I know that part wasn’t intentional, but I think rebatemaxxing>corpsemaxxing is nontrivially more compelling than the other way round.
I had terrible luck with symbolic regression, for what its worth.
Looked into it more and you’re right: conventional symbolic regression libraries don’t seem to have the “calculate a quantity then use that as a new variable going forward” behavior I’d have needed to get Total Value and then decide&apply a tax rate based on that. I . . . probably should have coded up a proof-of-concept before impugning everyone including myself.
Interesting link on symbolic regression. I actually tried to get an AI to write me something similar a while back[1] (not knowing that the concept was out there and foolishly not asking, though in retrospect it obviously would be).
From your response to kave:
In terms of the tree structure used in symbolic regression (including my own attempt), I would characterize this as wanting to preserve a subtree and letting the rest of the tree vary.
Possible issues:
If the coding modifies the trees leaf-first, trees with different roots but common subtrees aren’t treated as close to each other. This is an issue that my own version would likely have had even if actually implemented[2]. However, I think PySR might at least partially address this issue (It uses genetic programming and the pictures in the associated paper seem to indicate that it is generating trees which at least sometimes preserve subtrees.) (Though the genetic programming approach is likely to make it hard to find the very simplest solutions in practice imo.[3])
Even if you are treating trees with common subtrees as close to each other, if your evaluation of trees is only comparing final calculated values on the entire dataset, then it’s hard to make the call “I know this subtree is important even if I don’t know the rest of the tree” because the results are not likely to be all that close unless you already have a reasonable guess for the rest of the tree. One partial (heh) answer might be to award part marks to solutions that work well for some of the data even if wildly off for other parts. Careful thinking might be required to do this in a way that doesn’t backfire horribly, though. Hmm—or maybe you CAN do that in the existing paradigm by including if/then nodes in the tree? Say, a node that has three child nodes/subtrees, and chooses between two of them based on the value of the third? And then (in some genetic-programming-like approach perhaps) explore what happens if you copy those subtrees elsewhere, or existing subtrees into new if-then nodes?) (I can imagine the horrific unreadable mess already though...)

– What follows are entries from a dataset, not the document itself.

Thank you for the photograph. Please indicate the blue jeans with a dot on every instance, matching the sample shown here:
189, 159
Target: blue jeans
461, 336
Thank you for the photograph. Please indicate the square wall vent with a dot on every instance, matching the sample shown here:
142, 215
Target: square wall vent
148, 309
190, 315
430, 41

edited to add: it might be more appropriate to say that I had been planning on asking an AI to code something, but the initial prototype was sufficiently lame and gave me enough insight into the difficulties ahead I didn’t continue. Claude chat link if anyone’s interested.

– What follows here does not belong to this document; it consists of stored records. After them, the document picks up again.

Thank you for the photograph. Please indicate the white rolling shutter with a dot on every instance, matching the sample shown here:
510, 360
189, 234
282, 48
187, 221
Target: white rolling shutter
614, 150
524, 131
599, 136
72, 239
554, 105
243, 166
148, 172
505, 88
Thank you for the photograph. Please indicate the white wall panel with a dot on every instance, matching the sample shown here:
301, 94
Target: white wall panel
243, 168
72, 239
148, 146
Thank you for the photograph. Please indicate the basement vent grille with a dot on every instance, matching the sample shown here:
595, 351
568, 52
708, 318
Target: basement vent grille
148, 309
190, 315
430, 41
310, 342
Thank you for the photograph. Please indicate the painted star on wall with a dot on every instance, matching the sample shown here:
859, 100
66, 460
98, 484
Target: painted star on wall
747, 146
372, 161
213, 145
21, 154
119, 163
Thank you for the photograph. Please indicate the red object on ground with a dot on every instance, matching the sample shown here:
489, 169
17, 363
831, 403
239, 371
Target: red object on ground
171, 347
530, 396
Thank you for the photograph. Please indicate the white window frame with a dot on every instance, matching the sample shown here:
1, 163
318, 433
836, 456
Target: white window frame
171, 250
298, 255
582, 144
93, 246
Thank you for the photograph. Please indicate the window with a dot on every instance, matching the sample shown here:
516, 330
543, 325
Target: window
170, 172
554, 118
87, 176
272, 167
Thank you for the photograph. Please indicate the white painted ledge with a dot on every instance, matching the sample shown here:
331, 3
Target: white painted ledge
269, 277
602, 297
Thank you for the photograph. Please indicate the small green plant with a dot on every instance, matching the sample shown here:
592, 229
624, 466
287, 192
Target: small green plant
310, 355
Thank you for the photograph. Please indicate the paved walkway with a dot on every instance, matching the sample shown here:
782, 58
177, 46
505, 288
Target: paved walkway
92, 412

edited to further add: hmm, what you are wanting (“new variable”) is probably not just preserving a subtree, but for the mutation system to be able to copy that subtree to other parts of the tree (and the complexity calculator to not give to much penalty to that, I guess). Interestingly, it seems that PySR’s backend at least (SymbolicRegression.jl) does have the capability to do this already, using a “form_random_connection!” mutation function that apparently allows the same subtree to appear as child of multiple parents, making a DAG instead of a tree. In general, I’ve been pretty impressed looking at SymbolicRegression.jl. Maybe other symbolic regression software is as feature-rich, but haven’t checked.

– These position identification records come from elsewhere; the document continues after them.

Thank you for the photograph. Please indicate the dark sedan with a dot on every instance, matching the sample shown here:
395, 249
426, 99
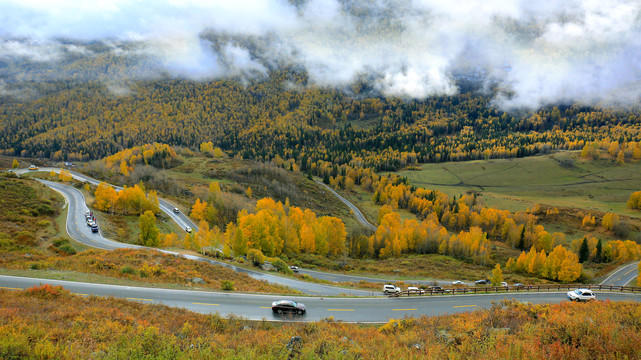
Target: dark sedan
288, 306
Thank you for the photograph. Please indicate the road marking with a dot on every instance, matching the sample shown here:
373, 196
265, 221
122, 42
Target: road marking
3, 287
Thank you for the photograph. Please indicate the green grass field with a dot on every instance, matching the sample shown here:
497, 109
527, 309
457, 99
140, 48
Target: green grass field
517, 184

Apparently November 2024. Feels longer ago somehow.
I hadn’t actually gone beyond breadth-first search though.
This is informed by (a tiny amount of) practical experience. After SarahNibs’ comment suggested genetic programming would have worked on the “Arena of Data”, I attempted genetic programming on it and on my initial attempt got … a horrific unreadable mess. Maybe it wasn’t “halfway decently regularized” but I updated my intuition to say: complicated ways to do things so greatly outnumber the simple ways that anything too reliant on randomness is not likely to find the simple way.